The picks of the week from around the web.

It’s been a busy few weeks here, plus we’ve been on a short holiday, so I ain’t got much, except for this clip above, of Danish Minister for Health, Bertel Haarder, losing it Thick of It-style on a journalist Friday night (full interview here). It’s a very human reaction — he’d been pulled away from his rice pudding (no shit) and was persistently asked about something he couldn’t answer, but his defense, that he hadn’t been briefed in advance, is also problematic, and in any case, it provides for a yuletide reminder of the increasing blur between Man and medium.

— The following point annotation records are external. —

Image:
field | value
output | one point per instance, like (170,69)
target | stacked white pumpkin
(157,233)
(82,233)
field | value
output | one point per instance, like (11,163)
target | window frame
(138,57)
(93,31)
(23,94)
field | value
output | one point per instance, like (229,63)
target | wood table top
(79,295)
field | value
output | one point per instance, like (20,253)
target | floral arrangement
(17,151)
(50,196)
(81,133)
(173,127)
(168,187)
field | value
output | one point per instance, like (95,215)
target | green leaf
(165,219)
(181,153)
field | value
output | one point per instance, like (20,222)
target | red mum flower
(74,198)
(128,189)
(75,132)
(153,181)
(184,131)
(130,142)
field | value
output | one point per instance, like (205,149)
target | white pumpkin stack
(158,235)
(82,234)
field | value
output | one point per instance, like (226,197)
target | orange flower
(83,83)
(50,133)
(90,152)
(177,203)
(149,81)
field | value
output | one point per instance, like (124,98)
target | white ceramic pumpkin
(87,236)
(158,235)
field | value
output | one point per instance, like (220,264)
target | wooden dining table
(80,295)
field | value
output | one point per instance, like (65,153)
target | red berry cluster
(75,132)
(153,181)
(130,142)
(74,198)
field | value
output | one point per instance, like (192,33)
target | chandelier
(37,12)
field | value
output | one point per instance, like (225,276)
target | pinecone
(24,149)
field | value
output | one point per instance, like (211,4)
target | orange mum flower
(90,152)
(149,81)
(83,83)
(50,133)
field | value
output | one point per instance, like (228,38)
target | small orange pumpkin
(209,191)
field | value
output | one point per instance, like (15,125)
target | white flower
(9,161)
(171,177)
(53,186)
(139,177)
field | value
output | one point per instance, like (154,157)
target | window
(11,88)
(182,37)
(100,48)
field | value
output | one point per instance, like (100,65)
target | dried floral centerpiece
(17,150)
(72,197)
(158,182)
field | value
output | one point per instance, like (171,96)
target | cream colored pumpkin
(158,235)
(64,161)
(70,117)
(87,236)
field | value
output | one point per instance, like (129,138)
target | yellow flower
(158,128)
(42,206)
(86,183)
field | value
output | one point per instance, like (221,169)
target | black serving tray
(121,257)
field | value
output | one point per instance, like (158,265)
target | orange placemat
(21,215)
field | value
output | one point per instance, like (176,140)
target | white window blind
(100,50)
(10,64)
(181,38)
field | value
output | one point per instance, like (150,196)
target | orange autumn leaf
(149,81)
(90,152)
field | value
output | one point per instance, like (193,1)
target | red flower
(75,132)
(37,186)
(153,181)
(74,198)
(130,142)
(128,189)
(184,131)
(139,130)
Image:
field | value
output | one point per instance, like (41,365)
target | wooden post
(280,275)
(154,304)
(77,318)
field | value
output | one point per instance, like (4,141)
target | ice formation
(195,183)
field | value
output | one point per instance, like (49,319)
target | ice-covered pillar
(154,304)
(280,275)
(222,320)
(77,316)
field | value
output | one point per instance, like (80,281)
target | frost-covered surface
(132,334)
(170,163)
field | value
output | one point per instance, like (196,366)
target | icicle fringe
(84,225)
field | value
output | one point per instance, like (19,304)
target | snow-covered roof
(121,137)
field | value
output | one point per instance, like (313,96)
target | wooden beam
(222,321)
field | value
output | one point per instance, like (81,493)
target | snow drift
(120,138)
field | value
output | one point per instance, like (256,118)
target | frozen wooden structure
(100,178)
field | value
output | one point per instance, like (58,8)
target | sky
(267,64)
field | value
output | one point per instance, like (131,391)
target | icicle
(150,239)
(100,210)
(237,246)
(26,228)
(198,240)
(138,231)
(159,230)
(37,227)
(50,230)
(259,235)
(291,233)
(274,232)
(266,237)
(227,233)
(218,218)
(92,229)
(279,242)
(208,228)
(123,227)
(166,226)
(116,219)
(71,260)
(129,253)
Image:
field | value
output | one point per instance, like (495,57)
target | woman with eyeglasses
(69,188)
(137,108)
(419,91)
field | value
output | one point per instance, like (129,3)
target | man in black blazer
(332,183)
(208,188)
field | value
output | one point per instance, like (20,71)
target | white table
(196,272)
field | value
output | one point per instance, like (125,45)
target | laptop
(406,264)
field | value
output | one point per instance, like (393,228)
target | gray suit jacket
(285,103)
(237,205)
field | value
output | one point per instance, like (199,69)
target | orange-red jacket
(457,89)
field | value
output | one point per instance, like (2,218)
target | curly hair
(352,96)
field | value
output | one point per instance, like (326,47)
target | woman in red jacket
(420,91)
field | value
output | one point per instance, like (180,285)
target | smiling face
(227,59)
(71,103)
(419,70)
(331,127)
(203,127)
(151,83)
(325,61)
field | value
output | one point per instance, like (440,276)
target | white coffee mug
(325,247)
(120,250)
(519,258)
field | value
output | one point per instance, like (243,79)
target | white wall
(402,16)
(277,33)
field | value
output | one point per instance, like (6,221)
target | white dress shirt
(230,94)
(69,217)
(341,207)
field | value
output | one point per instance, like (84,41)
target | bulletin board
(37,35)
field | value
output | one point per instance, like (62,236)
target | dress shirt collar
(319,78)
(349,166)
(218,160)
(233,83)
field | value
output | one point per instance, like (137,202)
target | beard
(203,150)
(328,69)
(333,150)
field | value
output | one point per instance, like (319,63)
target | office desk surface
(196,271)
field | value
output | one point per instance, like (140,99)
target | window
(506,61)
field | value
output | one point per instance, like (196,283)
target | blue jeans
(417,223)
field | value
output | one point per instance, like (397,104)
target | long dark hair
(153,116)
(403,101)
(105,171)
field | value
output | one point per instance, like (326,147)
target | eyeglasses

Oh, and there’s been some good comics criticism around the web lately:

  • Sean Collins on Love & Rockets. Long-standing internet critic extraordinaire, Sean Collins, spent a couple of months reading the entirety of the Hernandez brothers’ work and wrote about it. Lots of good writing on critically neglected, classic material.
  • Eric Berlatsky on time and comics. A piece in Hooded Utilitarian’s ongoing republication of academic work on comics, this is a fine piece on time, space and simultaneity in comics.
  • Matt Seneca on Morrison & Quitely’s All-Star Superman. Seneca is one of the few critics around who really pays attention to the visual side of comics. This is a good list of notes on Quitely’s astonishing work on this landmark series.